Abstract: The values of a categorical variable frequently have a structure that is not ordinal or linear in nature. For example, the months of the year have a circular structure, and the US States have a geographical structure. Standard approaches such as one-hot or numerical encoding are unable to effectively exploit the structural information of such variables. In this tutorial, we will introduce the StructureBoost gradient boosting package, wherein the structure of categorical variables can be represented by a graph, and exploited to improve predictive performance. Morevoer, StructureBoost can make informed predictions on categorical values for which there is little or no data, by leveraging the knowledge of the structure. We will walk through examples of how to configure and train models using StructureBoost and demonstrate other features of the package.
Section 1: Structured Categorical Decision Trees. We will review how to extend the standard decision tree to accept structured categorical variables. This extension is the theoretical underpinning of StructureBoost.
Section 2: Configuring and using StructureBoost. Working through a Jupyter notebook, we will demonstrate how to fit and predict using StructureBoost on real datasets involving Structured Categorical Variables.
Section 3: Advanced features and capabilities of StructureBoost. We will dive deeper into some of the advantages of StructureBoost over other boosting packages, and demonstrate some of the more advanced features.
Attendees should be familiar with the Python toolkit: numpy, pandas, scikit-learn, etc.
Attendees should be familiar with the fit -> predict -> evaluate workflow of model creation using train/test splits. Experience with gradient boosting or random forests in particular will be helpful.

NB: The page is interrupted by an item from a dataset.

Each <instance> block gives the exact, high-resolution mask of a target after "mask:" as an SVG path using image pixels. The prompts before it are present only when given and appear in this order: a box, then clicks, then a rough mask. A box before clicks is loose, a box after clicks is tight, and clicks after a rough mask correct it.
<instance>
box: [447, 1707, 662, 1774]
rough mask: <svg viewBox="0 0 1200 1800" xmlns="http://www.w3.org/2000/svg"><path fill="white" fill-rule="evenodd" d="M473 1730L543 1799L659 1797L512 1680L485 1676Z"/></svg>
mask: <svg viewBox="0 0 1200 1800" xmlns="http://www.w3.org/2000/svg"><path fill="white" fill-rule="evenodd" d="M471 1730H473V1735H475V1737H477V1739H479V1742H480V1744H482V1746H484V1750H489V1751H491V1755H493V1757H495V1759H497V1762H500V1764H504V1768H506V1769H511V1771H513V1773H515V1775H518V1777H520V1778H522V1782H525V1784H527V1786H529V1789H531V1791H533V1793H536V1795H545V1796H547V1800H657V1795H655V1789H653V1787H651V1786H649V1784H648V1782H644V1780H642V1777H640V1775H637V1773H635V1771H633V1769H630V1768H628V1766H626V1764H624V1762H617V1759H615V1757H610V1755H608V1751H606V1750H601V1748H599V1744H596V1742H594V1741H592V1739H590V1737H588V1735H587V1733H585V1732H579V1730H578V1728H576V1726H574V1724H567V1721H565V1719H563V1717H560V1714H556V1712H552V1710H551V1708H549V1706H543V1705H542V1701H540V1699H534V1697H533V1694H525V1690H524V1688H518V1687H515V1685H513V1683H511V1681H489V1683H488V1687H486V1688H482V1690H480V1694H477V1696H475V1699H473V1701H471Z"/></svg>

Bio: Brian Lucena is a Principal at Lucena Consulting and a consulting Data Scientist at Agentero. An applied mathematician in every sense, he is passionate about applying modern machine learning techniques to understand the world and act upon it. In previous roles, he has served as SVP of Analytics at PCCI, Principal Data Scientist at Clover Health, and Chief Mathematician at Guardian Analytics. He has taught at numerous institutions including UC-Berkeley, Brown, USF, and the Metis Data Science Bootcamp.